I don’t think I’m exceptional. Marketing is no longer “mass,” it’s “direct” or “personalized.” Most likely, if the way my lifestyle engages social media isn’t the norm in America now, it soon will be. I’m not actively trying to narrow my experience; I’m being “targeted.” My social media universe is narrowing me, right? And is this a problem anyway? Don’t we search our whole lives for other people that have similar tastes and interests and lifestyles?

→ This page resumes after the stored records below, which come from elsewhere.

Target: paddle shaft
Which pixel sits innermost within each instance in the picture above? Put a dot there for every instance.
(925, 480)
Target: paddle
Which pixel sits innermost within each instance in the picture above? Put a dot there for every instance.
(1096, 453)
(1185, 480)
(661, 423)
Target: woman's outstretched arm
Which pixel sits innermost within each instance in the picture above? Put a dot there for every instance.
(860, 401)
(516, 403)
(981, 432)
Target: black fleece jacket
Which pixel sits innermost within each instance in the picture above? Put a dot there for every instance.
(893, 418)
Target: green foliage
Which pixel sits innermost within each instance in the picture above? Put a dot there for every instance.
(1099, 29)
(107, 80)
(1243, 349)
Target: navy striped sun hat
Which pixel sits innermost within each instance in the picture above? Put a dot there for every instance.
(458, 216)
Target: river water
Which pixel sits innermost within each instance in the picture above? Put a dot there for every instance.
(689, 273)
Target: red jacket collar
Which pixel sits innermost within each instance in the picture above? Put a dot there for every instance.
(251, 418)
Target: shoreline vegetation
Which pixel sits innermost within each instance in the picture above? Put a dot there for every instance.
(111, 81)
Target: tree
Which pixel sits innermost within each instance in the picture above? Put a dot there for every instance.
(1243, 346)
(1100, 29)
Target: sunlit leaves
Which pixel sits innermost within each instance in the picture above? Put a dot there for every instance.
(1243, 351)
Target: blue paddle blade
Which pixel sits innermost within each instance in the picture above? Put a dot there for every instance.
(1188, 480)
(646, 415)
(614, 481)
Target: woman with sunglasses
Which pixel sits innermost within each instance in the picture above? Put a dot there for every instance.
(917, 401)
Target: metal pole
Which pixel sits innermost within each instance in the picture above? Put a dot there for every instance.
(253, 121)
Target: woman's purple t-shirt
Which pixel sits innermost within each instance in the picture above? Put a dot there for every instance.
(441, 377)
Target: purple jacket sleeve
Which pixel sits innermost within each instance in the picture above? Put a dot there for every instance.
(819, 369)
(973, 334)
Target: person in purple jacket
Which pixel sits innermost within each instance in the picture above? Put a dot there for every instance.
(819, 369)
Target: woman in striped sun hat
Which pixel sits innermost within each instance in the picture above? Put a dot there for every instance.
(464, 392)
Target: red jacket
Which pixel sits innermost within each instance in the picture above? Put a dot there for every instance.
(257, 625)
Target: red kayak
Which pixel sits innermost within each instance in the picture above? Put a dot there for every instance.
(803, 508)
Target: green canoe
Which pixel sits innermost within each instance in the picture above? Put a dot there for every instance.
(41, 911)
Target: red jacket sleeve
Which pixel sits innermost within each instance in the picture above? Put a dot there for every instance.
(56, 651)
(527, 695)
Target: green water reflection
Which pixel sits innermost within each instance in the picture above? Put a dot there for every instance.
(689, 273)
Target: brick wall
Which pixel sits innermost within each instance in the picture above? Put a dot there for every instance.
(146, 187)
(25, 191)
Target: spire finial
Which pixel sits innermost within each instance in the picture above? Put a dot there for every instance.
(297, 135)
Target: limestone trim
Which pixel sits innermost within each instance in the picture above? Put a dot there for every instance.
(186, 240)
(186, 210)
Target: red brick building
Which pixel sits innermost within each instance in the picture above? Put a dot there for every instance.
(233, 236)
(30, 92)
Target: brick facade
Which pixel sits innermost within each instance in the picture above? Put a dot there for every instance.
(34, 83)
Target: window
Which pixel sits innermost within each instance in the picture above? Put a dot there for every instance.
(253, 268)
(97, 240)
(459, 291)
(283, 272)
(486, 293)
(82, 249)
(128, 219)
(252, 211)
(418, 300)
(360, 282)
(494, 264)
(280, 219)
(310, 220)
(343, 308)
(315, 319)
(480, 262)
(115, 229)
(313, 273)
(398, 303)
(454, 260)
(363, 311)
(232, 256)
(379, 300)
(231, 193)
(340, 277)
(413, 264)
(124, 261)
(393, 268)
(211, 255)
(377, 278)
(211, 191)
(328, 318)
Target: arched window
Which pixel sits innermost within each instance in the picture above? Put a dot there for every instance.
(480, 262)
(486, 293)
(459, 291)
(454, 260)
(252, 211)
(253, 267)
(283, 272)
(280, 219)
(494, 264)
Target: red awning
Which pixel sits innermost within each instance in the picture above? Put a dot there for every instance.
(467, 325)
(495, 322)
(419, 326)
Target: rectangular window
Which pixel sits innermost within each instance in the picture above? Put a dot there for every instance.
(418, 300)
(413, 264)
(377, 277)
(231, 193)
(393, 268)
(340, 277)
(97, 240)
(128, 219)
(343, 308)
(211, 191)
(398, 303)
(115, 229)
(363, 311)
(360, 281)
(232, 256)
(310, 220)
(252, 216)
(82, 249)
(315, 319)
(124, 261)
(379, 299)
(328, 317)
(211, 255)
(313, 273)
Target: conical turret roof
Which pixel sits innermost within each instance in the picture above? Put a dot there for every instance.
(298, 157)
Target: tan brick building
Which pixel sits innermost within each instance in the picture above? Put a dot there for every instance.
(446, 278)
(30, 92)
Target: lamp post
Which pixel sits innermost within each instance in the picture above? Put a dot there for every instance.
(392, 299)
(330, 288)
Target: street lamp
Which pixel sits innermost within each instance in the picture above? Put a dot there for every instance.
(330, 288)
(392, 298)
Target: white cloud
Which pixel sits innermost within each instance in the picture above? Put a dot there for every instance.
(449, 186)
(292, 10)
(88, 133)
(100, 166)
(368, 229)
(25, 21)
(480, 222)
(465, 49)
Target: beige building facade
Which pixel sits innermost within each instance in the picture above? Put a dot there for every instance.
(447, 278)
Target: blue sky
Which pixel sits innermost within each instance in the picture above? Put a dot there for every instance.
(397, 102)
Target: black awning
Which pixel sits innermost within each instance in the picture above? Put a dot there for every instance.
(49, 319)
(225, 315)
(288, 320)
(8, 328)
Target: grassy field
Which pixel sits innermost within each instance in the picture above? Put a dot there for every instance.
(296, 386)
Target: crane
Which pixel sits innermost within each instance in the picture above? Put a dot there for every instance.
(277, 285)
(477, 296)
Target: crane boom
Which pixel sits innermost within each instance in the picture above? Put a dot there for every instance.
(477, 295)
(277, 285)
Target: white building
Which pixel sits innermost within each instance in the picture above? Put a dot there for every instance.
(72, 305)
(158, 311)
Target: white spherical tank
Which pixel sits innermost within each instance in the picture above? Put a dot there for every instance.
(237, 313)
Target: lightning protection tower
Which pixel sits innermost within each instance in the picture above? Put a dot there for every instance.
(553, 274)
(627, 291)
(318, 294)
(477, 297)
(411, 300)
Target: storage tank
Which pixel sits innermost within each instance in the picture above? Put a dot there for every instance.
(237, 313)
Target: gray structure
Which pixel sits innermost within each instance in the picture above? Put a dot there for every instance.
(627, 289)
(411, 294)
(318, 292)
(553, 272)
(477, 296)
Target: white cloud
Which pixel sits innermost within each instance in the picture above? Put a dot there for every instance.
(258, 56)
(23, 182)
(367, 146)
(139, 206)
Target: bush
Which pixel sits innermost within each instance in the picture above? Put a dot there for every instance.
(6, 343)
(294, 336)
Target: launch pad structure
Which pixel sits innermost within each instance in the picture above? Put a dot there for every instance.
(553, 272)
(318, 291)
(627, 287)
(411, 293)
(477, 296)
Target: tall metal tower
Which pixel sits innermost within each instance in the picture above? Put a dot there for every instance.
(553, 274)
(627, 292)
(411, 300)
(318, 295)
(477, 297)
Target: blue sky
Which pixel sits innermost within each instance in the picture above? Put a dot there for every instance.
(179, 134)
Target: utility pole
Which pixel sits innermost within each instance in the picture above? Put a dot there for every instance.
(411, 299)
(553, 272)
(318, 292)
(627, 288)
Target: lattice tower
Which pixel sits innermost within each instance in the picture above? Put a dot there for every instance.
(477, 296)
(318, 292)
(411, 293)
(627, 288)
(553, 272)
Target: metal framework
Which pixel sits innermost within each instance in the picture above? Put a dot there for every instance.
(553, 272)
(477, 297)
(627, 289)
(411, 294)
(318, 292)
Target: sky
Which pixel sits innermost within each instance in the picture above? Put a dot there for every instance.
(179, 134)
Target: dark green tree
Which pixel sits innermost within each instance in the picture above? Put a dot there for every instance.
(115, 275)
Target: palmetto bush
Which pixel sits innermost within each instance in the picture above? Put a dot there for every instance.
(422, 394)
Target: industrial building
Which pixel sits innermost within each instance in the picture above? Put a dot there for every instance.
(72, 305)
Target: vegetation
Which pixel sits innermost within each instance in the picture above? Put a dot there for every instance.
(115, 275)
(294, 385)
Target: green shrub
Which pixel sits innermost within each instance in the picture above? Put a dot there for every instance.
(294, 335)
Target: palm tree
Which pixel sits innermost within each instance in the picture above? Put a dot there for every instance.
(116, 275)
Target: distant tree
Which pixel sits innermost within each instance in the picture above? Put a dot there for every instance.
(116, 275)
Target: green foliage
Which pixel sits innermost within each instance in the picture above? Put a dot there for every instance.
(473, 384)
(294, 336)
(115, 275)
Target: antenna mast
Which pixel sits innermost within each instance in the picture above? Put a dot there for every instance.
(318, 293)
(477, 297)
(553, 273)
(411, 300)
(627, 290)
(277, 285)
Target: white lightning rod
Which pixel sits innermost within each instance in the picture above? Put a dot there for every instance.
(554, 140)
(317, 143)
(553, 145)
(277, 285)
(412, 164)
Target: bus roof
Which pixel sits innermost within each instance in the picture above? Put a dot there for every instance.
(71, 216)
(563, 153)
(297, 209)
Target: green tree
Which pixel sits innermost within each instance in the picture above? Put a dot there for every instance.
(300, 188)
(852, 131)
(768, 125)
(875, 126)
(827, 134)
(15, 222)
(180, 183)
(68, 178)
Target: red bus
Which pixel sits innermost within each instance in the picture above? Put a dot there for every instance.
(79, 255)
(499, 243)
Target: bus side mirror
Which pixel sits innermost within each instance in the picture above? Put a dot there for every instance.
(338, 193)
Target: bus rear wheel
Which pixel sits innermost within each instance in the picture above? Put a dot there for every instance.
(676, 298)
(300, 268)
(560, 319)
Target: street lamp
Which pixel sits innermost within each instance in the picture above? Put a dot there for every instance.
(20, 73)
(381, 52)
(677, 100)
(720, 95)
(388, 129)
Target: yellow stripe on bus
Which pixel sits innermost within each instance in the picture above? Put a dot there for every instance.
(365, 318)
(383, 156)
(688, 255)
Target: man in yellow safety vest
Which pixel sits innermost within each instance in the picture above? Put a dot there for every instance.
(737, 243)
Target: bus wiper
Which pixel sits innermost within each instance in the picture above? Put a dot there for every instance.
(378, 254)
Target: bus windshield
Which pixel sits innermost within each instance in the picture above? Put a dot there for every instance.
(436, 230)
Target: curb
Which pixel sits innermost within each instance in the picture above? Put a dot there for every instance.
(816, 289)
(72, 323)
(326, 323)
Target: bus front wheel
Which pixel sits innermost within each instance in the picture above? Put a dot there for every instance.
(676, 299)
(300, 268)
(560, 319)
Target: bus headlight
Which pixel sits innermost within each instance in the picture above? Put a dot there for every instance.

This is definitely a problem, however.
There is a lot of server space devoted to blogs and articles touting the “resurgence of Detroit” right now. But it seems to me that the city isn’t changing. Rather, a new city is being built on top of Detroit. The most successful grocery chain in America, Whole Foods Market “needed” 4.2 million of our dollars to build their corporate profit pipeline out of our city. There are other new businesses popping up to serve new residents downtown, Midtown and Corktown.
Whereas it’s great that there is new growth in Detroit, call me pessimistic, but I don’t think it will improve life for the majority of people in the city. Take a look on Twitter and Instagram, at the blogs and the news — most of these new businesses are owned and operated by white people, most of their employees are white, as are most of their patrons/clients.
And most of their marketing/advertising will be done online and will find its way into the computer of this white guy. And that money doesn’t necessarily trickle down, especially in a city where public assets and school systems are rapidly being privatized, in a state with a rabid Republican majority legislature that keeps reducing social services.
What we risk is creating two cities: one a media-darling city full of young white entrepreneurs dining in trendy restaurants and craft cocktail bars, the other city bankrupt, bereft of basic services and any opportunities.
You’ve heard it a million times — those who don’t learn from history are doomed to repeat it. Are we at the beginning of another cycle of de facto segregation, proscription, conflicts and riots?
The more I thought about it, the more I had to realize that social media is not responsible. I am. We are. Social media is a tool. It can narrow us, or it can expand us. We can bring the spirit of the Arab Spring to Detroit. We can use social media to question, to learn, to debate and to inform.
The Michigan Black Chamber of Commerce (MBCC) is dedicated to helping African American owned businesses and entrepreneurs build their companies and increase their access to capital. The MBCC is currently revamping its Web site (michiganblackchamber.com) to include a directory of Black-owned businesses statewide. You can follow the MBCC on Twitter (@miblackchamber).
That way, you can use online resources to find out about the businesses that have been in your community for decades that don’t show up in your newsfeed or new businesses created by long-time city residents who don’t have access to $4.2 million in tax incentives.
Go try some new stuff! Tag yourself! Take pictures! Share articles and different opinions! You can be a bridge between the two cities. Then your newsfeed, your Twitter feed, your Yelp reviews and your Instagram can all help to make one diverse, rich, exciting city together. A city that we can all live in, not just read about. A city that goes beyond our expectations, understandings and cliches. A #Detroit that looks like all of us.